Production? Everything changes. Deployment doesn't figure out your infrastructure. It executes a plan that's already been reviewed.

Why This Step Is Different

Agents generate perfectly reasonable-looking Terraform. But reasonable isn't deterministic. That's the problem. Reasonable-looking = public S3 bucket. Overprivileged IAM. Wide-open security group. Each one looks fine. Together, they're an invitation.

I had a desk neighbor in my first coworking space in SF. One of the nicest people in the room. Someone got into their AWS account. Spun up Bitcoin mining.

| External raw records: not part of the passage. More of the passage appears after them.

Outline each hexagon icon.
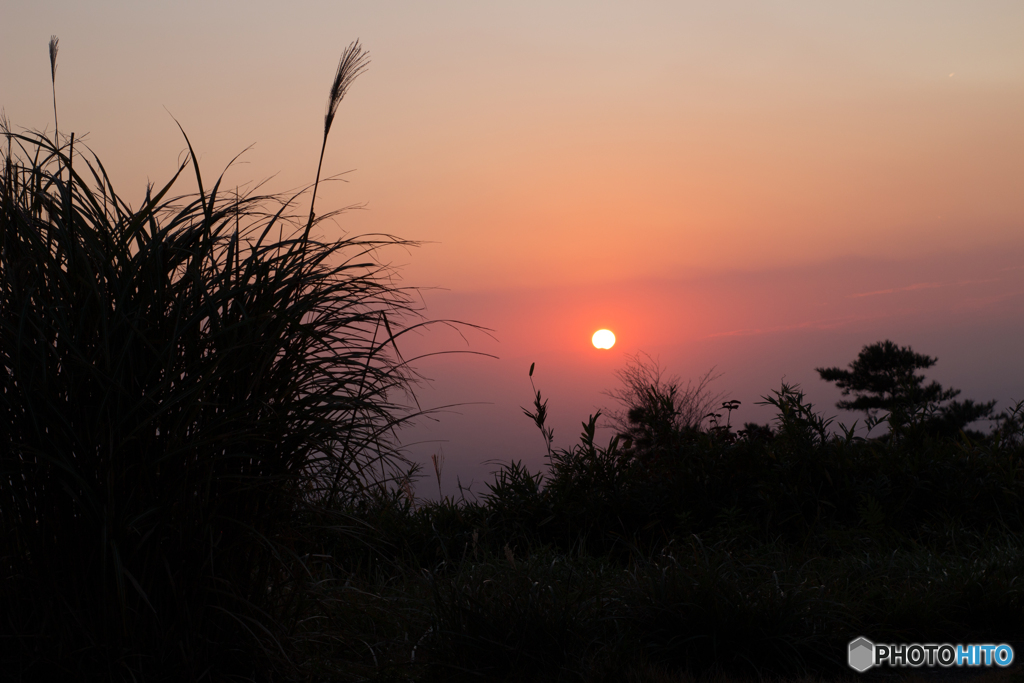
[849,637,874,674]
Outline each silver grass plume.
[50,36,60,145]
[324,40,370,140]
[302,40,370,240]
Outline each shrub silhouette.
[816,339,995,436]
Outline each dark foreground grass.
[0,41,1024,683]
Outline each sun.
[591,330,615,348]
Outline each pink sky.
[0,0,1024,493]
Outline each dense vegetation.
[0,42,1024,681]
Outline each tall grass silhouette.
[0,37,418,680]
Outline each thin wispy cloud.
[846,278,999,299]
[705,315,883,339]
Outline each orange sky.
[0,0,1024,491]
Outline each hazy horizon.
[0,0,1024,496]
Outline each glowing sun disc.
[591,330,615,348]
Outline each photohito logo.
[847,637,1014,673]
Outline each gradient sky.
[0,0,1024,494]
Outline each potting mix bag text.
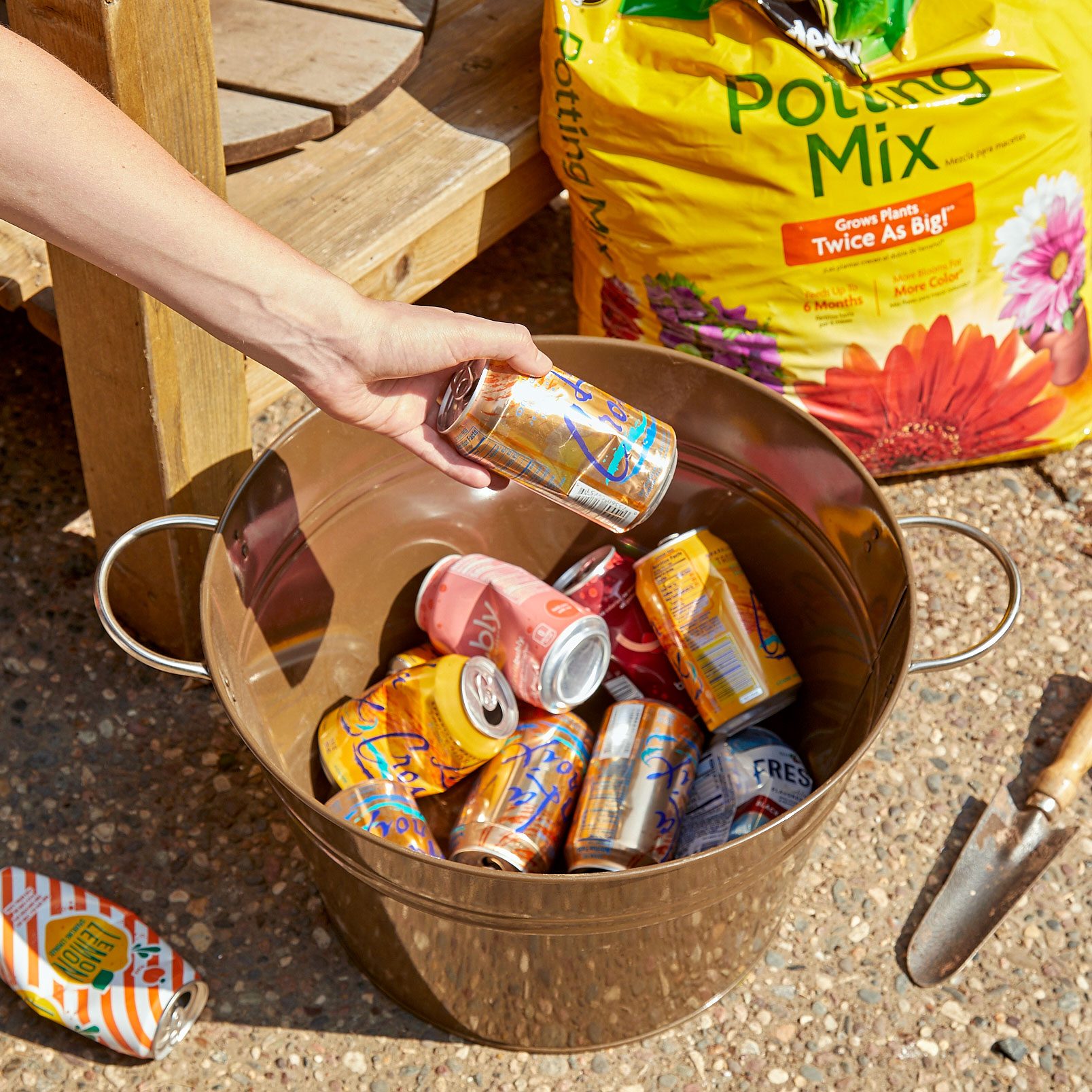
[542,0,1092,474]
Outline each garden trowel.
[906,699,1092,986]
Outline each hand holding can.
[437,360,678,532]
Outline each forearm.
[0,29,368,381]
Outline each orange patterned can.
[0,867,209,1058]
[319,655,518,796]
[635,527,800,733]
[326,781,443,858]
[437,360,678,532]
[448,705,595,873]
[387,644,434,675]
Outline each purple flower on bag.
[644,273,792,392]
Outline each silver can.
[565,700,705,873]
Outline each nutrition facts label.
[569,479,637,525]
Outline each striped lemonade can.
[0,867,209,1058]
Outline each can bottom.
[448,822,549,873]
[568,846,660,876]
[709,684,800,736]
[152,979,209,1059]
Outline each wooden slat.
[212,0,424,126]
[0,218,50,311]
[247,145,561,419]
[23,288,61,345]
[217,88,334,167]
[268,0,436,31]
[7,0,251,653]
[228,0,554,298]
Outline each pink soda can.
[416,554,610,713]
[554,546,698,718]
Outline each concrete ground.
[0,202,1092,1092]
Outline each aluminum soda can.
[554,546,698,716]
[448,707,595,873]
[387,644,442,675]
[635,527,800,732]
[675,725,813,857]
[326,781,443,860]
[565,701,705,873]
[0,867,209,1058]
[319,656,518,796]
[415,554,610,713]
[437,360,678,532]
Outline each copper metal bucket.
[97,338,1019,1051]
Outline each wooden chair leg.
[7,0,251,655]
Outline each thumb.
[459,318,552,376]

Burned through their credit card in days. One permission slightly too broad. That's it.

Not an edge case. The expected outcome when you skip the review. Not if. When.

What This Actually Looks Like In Practice

Agent: fast, thorough, tireless. Generates code. Scans for known misconfigs. Human: reads a permission policy and feels something is off before the scanner flags it.

(That split — not "human supervises AI" but "each side owns different strengths" — is worth its own post. It's coming.)

Second agent runs security analysis. One of the few steps where scanning tools — not just another LLM — belong. Then you review every line before it touches a real account.

Production deployment review checklist:

Every IAM policy and role
Every security group rule
Every S3 bucket ACL
Every environment variable
Remote state and state locking configured
No hardcoded credentials anywhere in the stack

The Human Firewall: deployment pipeline with human review catching subtle errors automated scans might miss

Don't Forget: Terraform State Is Not Optional

Agents will skip state management if you don't explicitly call it out. Remote state. State locking. Backend configuration. Define it in Step 3 or stop before you generate a single .tf file. A missing state lock quietly corrupts your infrastructure — and no agent flags it unless you tell it to look. Infrastructure without reproducible state isn't infrastructure. It's archaeology.

Where This Is All Going

Right now, AI makes coding fast. Calm Coding is what makes it survivable.

Step 0 is about to get automated. Real user tests. Real feedback. Real pivot decisions — overnight. That's not coming. It's here.

Skip the discipline, and you'll be deleting your repo in three weeks. I've seen it. Dozens of times.